Bruno nasce il 10 dicembre del 1907 a Koper, in italiano Capodistria. Fin da giovane sviluppa due passioni: il calcio e il comunismo. Marxista convinto, sembra aver applicato anche al campo da gioco la filosofia che lo guida nella vita: generoso, altruista, sempre in grado di pensare ai compagni e di sacrificarsi per loro. Il suo ruolo, il centromediano, è la chiave del sistema di gioco allora in voga, il Metodo, e implica che i suoi interpreti siano tanto forti fisicamente quanto intelligenti dal punto di vista tattico e abili da quello tecnico. Ecco come l’Enciclopedia del Calcio descrive Scher: “Centromediano ed interno dotato di grande forza fisica, eccezionale disposizione alla fatica, forte nei colpi di testa e in possesso di una ragguardevole castagna”. Così lo tratteggia il portale WLecce: “Centromediano tostissimo, Bruno Scher. Fortissimo e insieme ricco di indubbie capacità tecniche: un istintivo senso tattico, anticipo, tempismo. Abile nel gioco di testa, tirava delle legnate formidabili con entrambi i piedi. Dotato di polmoni d’acciaio, scorrazzava infaticabile per il campo durante tutti i novanta minuti”. Insomma, un giocatore di alto livello.
Bruno emerge nella Triestina, ma è al Sud che si consacra: due ottime stagioni in B a Lecce gli permettono di sbarcare a 25 anni in serie A, nelle fila del club rivale storico dei giallorossi, il Bari. Parte forte, Bruno. 9 presenze e 2 reti in serie A sono già sufficienti per metterlo al centro dell’attenzione. Si parla di un trasferimento importante al Nord a fine stagione, addirittura nell’Ambrosiana Inter, e sembra che il commissario tecnico dell’Italia, Vittorio Pozzo, sia intenzionato a chiamarlo. Ma qualcosa si rompe. A Bari non gioca più, infatti terminerà la stagione con quelle 9 solitarie presenze. Non si tratta di un problema tecnico, neppure di un problema comportamentale. Il problema è quel cognome così poco italiano, così istriano. Che, unito alla dichiarata fede comunista dell’uomo, lo rendono un indesiderabile negli anni ruggenti del fascismo. Gli hanno proposto un escamotage, aggiungere una -i al cognome: da Scher a Scheri. Ma Bruno ha detto no, e per questo è finito ai margini.
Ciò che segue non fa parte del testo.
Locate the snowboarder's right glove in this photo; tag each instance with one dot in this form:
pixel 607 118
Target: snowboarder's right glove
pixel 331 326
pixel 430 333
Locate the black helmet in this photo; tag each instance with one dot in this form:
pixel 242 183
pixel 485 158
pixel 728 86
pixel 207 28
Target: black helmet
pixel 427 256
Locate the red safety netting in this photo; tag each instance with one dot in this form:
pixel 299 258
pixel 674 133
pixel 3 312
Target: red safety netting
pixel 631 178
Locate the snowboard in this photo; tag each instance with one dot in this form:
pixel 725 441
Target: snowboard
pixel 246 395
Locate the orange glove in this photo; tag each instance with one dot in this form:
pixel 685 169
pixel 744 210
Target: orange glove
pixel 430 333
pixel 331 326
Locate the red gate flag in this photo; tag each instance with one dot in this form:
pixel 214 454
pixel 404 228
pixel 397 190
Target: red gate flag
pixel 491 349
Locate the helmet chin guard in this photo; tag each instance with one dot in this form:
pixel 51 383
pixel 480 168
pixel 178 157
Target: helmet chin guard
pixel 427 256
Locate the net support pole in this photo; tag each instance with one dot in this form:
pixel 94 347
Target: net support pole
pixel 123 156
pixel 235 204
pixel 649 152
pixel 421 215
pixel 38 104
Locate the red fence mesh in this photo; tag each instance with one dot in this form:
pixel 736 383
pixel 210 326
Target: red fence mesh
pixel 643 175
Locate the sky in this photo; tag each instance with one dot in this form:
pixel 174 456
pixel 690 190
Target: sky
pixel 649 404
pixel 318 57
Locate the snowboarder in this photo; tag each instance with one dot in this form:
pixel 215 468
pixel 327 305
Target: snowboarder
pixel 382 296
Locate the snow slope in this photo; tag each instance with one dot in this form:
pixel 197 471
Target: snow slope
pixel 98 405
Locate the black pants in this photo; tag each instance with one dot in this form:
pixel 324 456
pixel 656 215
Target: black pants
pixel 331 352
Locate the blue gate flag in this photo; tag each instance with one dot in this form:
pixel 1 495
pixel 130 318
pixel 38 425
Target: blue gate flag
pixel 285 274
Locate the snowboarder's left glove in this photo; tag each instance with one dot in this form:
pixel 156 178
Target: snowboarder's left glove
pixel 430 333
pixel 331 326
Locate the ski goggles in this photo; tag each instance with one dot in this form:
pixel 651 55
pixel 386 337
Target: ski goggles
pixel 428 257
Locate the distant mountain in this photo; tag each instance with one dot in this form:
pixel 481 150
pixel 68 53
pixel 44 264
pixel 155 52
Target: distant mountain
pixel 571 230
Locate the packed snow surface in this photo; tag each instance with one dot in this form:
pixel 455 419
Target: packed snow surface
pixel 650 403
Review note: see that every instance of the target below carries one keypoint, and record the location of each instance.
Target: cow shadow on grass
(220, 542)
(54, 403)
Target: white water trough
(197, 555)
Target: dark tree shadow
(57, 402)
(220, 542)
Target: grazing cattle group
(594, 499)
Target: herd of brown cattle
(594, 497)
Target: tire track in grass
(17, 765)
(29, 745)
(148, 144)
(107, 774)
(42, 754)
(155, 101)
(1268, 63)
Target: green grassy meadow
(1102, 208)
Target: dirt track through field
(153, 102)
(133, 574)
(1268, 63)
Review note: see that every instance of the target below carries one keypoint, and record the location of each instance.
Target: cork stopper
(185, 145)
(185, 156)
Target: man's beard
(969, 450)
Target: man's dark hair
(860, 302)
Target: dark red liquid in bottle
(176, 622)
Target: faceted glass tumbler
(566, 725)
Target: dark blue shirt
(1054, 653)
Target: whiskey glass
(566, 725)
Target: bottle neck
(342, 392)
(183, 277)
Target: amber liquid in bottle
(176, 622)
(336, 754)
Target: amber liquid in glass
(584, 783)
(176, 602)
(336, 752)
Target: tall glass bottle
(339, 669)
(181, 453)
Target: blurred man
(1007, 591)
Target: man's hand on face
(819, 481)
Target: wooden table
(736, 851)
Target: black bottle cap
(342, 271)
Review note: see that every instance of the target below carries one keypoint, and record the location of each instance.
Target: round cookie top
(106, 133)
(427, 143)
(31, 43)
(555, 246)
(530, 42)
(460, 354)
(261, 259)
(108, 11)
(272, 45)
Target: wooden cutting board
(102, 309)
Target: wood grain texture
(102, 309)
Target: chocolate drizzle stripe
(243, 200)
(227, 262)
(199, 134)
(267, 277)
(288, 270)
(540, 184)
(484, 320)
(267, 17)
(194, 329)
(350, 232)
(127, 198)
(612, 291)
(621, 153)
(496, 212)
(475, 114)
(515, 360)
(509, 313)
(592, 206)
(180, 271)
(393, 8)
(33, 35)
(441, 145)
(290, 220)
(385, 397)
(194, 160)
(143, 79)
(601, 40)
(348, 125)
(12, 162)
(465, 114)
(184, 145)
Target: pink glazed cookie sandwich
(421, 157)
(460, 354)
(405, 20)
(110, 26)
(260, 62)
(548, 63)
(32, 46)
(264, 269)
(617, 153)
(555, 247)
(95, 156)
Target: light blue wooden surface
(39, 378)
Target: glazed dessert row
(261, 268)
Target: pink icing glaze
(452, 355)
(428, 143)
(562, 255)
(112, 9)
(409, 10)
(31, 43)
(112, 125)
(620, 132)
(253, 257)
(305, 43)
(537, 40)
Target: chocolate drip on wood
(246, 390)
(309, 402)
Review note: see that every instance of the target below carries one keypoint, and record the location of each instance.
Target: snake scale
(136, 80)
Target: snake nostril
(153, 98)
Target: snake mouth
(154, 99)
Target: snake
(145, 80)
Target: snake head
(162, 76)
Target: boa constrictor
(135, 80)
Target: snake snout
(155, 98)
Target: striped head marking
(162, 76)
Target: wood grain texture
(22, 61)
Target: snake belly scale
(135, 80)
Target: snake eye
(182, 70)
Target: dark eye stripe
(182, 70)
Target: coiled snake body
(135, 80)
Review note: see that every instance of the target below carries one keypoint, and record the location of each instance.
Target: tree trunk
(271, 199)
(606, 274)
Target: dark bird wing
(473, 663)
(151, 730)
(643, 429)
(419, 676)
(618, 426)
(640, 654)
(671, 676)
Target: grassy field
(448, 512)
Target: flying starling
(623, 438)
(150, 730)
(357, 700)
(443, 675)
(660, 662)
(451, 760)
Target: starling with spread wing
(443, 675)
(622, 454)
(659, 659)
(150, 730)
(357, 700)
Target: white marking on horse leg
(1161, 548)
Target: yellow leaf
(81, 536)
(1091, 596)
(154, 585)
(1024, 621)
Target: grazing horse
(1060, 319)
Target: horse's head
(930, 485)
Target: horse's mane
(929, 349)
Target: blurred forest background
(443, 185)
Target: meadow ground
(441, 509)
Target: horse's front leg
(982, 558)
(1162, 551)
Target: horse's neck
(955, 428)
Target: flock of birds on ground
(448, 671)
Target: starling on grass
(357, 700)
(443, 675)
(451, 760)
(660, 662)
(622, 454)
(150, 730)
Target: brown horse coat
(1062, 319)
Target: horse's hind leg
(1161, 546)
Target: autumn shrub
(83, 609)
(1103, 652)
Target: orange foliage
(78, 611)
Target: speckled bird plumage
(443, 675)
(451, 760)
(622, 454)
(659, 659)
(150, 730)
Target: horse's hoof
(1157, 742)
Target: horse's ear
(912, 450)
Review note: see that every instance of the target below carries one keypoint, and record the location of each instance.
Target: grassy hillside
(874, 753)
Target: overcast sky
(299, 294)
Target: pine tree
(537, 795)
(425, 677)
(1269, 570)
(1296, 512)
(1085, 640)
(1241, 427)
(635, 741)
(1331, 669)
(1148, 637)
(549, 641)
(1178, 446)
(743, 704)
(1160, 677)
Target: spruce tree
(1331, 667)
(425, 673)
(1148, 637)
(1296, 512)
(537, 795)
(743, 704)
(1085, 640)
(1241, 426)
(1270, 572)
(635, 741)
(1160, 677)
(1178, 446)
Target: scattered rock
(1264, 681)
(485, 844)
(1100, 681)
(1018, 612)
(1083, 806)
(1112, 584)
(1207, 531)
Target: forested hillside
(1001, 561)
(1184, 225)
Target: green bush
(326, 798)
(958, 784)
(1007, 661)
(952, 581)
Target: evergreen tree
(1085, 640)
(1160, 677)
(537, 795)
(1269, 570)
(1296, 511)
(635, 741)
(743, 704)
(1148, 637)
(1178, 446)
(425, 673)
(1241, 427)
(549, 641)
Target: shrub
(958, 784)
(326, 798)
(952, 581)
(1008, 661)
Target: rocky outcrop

Alla fine della stagione, a quasi 26 anni, la carriera di Bruno Scher pare finita. L’istriano trova spazio solo in terza serie, in una piccola squadra come la Lucchese: cosa che la dice lunga su quanto non sia stato digerito il suo rifiuto dalle alte sfere. Quello che però il regime non ha messo in conto è che quella Lucchese scriverà una pagina clamorosa del calcio italiano. Sotto la guida di Ernő Erbstein, l’uomo che creerà il Grande Torino nel dopoguerra, i rossoneri in tre anni passano dalla serie C alla A; inoltre nella Lucchese, beffa ulteriore al regime, giocano in questi anni alcuni simboli dell’antifascismo sportivo, come il portiere Aldo “Gatto magico” Olivieri (futuro campione del mondo nel 1938, rilanciatosi a Lucca dopo aver rischiato di smettere a causa di una frattura al cranio), Bruno Neri e l’anarchico Libero Marchini. Oltre, ovviamente, a Bruno Scher. Due anni in massima serie riaccendono i riflettori sull’istriano, che viene nuovamente pressato per rinunciare al proprio nome in favore del quieto vivere. Un dirigente della Lucchese, fascista, gli “suggerisce” ancora una volta l’italianizzazione in Scheri, e ancora una volta lui rifiuta. E scende di nuovo in serie C, per giocare con l’Ampelea di Izola (Isola d’Istria), il Pieris e il Siderno.
La fine della guerra lo trova a Trieste, in gravi difficoltà economiche. Sarà l’amico Olivieri, divenuto allenatore della Triestina nel 1957, a offrirgli un incarico come suo vice. Bruno Scher morirà alla fine degli anni ’70, dimenticato da tutti. Lui pagò sulla sua pelle la scelta di rimanere se stesso, destino simile a quello di tanti altri corregionali.